- Born: August 17, 1910 Vitória, Espírito Santo, Brazil
- Died: December 19, 2015 (aged 105) Tempe, Arizona, U.S.
- Citizenship: Brazilian, American
- Occupations: Author, chef, longevity advocate
- Known for: Promoted longevity, natural diet, and health advocacy; claimed supercentenarian status
- Spouse: Married twice
- Children: 3
- Website: agelesslivemorestore.com

= Bernando LaPallo =

Bernando LaPallo (August 17, 1910 – December 19, 2015) was a Brazilian-American author, chef, and public speaker who gained public attention as a claimed supercentenarian. He widely asserted that he was born on August 17, 1901, which would have made him 114 years old at the time of his death. However, public records, census data, and military documentations indicate that he was born in either 1906 or 1910, making him a semi-supercentenarian at age 105 or 109.

During his later years, LaPallo authored books on nutrition, wellness, and healthy aging, attributing his vitality and long life to a strict diet of natural foods, regular physical exercise, and daily skin care regimens.

== Early life ==
According to LaPallo's accounts, he was born in Vitória, Brazil, and moved with his family to the United States around the age of five, settling in New York City, where he lived for over nine decades. He claimed that his longevity ran in the family, stating that his mother lived to age 105, his grandmother lived to 108, and his father—a practicing physician—lived to 99.

LaPallo studied culinary arts and health sciences, subsequently working as a chef and massage therapist throughout his professional career.

== Age verification controversy ==
In his later life, LaPallo claimed to have been born on August 17, 1901. As he began appearing in news media, written interviews, and online wellness campaigns promoting his books, researchers evaluated his claims against public domain records.

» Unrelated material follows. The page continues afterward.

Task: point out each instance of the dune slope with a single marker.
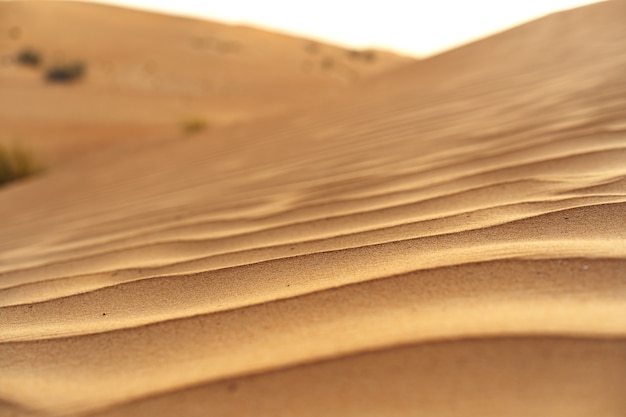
(446, 240)
(149, 75)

Media outlets and official verification bodies noted that he lacked official proof of birth from 1901.

Independent research into public archives, including U.S. census entries, World War II draft records, and his official death certificate, suggested that LaPallo was born years later than he claimed, with official documentation supporting birth years of circa 1906 or 1910. Consequently, demography and gerontology organizations classified his claim of being born in 1901 as unvalidated or debunked, placing his true age at death as 105 years, 124 days (assuming a 1910 birth date). Critics noted that the longevity products and books sold during his public advocacy created a commercial incentive for age inflation.

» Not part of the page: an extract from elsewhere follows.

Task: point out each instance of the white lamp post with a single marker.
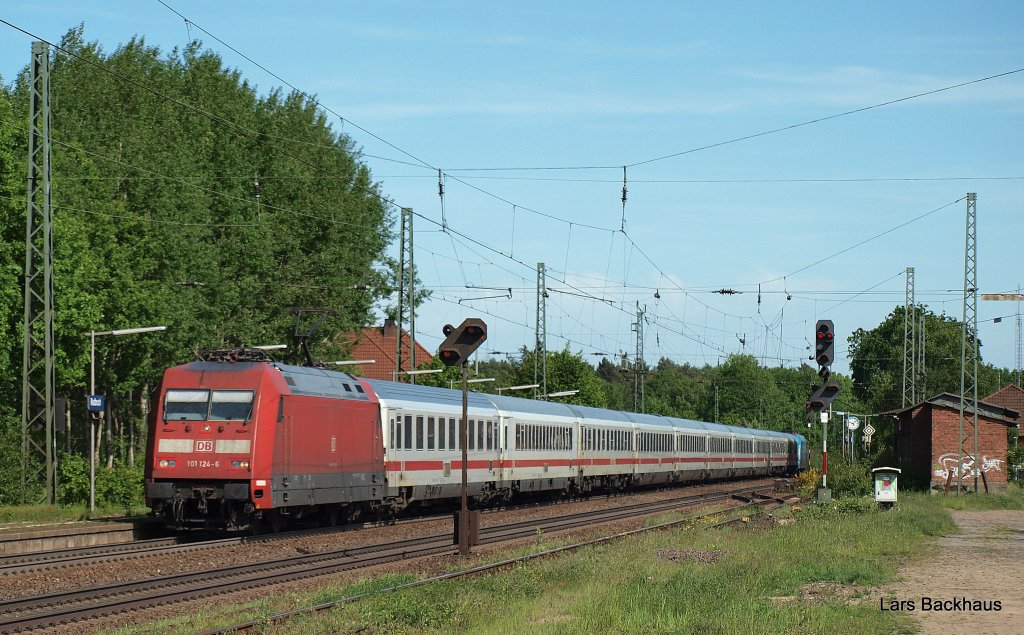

== Longevity claims and lifestyle ==
LaPallo gained widespread attention in health and lifestyle media for maintaining physical mobility, cognitive clarity, and smooth skin well past his 100th birthday. He frequently cited five specific foods as the core components of his daily nutritional regimen:
- Garlic: Consumed raw or cooked for its medicinal and immune-boosting properties.
- Honey: Used as a natural sweetener in place of refined sugar.
- Cinnamon: Added to beverages and food for anti-inflammatory benefits and blood sugar control.
- Dark chocolate: Consumed in moderation for antioxidants.
- Olive oil: Consumed orally and used topically as a moisturizer for skin care.

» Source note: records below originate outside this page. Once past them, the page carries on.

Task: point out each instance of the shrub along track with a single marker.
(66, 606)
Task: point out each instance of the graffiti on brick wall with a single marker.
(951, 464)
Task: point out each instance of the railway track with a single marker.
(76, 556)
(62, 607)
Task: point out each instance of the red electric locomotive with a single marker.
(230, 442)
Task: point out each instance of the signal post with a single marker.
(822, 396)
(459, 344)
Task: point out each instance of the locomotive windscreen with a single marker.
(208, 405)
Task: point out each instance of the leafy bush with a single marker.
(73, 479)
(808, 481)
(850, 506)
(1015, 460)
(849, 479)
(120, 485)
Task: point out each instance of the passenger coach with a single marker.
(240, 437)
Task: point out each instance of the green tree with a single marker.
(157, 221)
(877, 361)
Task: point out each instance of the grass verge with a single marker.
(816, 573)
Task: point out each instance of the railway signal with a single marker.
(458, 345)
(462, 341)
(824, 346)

In addition to his diet, LaPallo emphasized daily physical exercise, including walking at least one to two miles every day, avoiding red meat and processed foods, drinking clean water, keeping an active mind through reading, and maintaining spiritual faith and peace of mind.

== Later years and death ==
LaPallo published his health philosophy in his book Age Less, Live More: Achieving Health and Longevity, which led to appearances on television news segments, public lectures, and web seminars.

He spent the final years of his life residing in Tempe, Arizona. He outlived two wives and two of his three children, including American actress Lee Chamberlin. LaPallo died of natural causes at his home in Tempe on December 19, 2015.